Проверяющий только головой изумленно покачал, а я протянул ему ладонь:
— Честер Уайз. Будем заново знакомы?
Андервуд молча ответил рукопожатием и кивнул мне с признательным выражением лица. В чувства я к нему на этот раз лезть не стал — сам разберется.
* * *
— Знаете, кто к нам сегодня приедет? — спросил я ранним утром следующего дня у оперативников интригующим тоном.
— Андервуд, небось, — отозвался Берц.
— Ну так неинтересно, — практически расстроился я. — Откуда ты знаешь?
— Чтоб такой репей и просто так отцепился? — ответил вопросом на вопрос Берц.

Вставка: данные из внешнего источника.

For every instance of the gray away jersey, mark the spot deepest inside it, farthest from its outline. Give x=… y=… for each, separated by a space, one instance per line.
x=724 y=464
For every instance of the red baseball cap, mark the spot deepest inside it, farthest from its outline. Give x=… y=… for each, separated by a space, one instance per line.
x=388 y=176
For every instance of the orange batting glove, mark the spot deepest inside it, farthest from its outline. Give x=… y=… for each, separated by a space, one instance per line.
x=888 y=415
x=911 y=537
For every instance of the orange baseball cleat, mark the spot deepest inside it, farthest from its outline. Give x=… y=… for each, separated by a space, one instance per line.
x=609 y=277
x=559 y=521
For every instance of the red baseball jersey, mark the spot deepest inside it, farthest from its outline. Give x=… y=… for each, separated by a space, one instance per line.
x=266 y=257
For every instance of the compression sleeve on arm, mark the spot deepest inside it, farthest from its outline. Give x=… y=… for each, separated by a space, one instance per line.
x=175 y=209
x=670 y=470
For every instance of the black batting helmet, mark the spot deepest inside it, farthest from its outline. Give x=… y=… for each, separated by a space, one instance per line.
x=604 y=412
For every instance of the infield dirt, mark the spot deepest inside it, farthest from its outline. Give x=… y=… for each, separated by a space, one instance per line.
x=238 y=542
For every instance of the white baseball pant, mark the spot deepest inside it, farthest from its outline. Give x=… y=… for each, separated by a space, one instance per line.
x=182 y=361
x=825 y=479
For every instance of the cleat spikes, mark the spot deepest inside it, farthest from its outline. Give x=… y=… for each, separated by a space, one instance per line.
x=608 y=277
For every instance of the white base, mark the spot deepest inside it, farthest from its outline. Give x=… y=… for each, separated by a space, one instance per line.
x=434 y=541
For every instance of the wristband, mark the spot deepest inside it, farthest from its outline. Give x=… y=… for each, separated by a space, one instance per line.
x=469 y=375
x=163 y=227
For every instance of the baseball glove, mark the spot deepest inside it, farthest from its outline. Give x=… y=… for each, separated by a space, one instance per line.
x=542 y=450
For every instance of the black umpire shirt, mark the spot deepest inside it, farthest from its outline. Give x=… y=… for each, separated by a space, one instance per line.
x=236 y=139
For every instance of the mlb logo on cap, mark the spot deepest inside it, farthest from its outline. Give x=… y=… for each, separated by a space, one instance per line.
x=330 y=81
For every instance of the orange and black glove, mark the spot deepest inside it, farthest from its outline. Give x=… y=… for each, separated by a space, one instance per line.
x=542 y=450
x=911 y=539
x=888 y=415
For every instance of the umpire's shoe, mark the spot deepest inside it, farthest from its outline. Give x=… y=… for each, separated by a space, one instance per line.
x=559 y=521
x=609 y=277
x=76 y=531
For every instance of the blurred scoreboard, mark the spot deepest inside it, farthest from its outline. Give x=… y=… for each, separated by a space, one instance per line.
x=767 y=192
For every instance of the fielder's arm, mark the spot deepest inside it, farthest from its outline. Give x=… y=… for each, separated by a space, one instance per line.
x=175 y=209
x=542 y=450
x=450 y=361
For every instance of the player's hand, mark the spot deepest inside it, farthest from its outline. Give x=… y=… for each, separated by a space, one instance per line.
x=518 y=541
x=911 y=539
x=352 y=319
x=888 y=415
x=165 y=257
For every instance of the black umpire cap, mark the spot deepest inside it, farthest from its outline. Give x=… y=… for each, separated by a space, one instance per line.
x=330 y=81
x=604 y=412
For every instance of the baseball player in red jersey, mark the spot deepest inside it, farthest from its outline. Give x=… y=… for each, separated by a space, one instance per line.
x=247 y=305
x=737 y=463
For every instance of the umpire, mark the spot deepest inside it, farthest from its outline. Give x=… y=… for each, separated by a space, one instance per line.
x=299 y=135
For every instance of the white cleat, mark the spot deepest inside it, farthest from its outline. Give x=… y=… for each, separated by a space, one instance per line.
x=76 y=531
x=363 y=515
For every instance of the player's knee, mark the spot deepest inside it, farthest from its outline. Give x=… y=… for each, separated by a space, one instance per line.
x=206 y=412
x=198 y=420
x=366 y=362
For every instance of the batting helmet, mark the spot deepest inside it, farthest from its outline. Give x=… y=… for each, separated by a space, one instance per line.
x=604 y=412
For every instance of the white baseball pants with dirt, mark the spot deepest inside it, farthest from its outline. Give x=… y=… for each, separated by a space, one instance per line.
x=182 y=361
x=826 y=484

Я только головой покачал: когда я из госпиталя на работу приполз, мы вопрос Андервуда не стали детально обсуждать, а позже я и сам не захотел, все откладывал обстоятельные разборки на потом. Оперативники тоже молчали — ждали, пока я сам дозрею.
— Я вам такой сюрприз хотел устроить…
— И устроишь, — Берц загадочно улыбнулся, и я в ответ поднял брови в немом вопросе. — Только не нам, а ему. Мы-то знаем, что он дурака валял, и ты теперь наверняка знаешь, раз с видом заправского интригана за час до начала рабочего дня прибежал. А вот он о том, что мы его за нос водили, пока тебя с Тайвином не было — нет.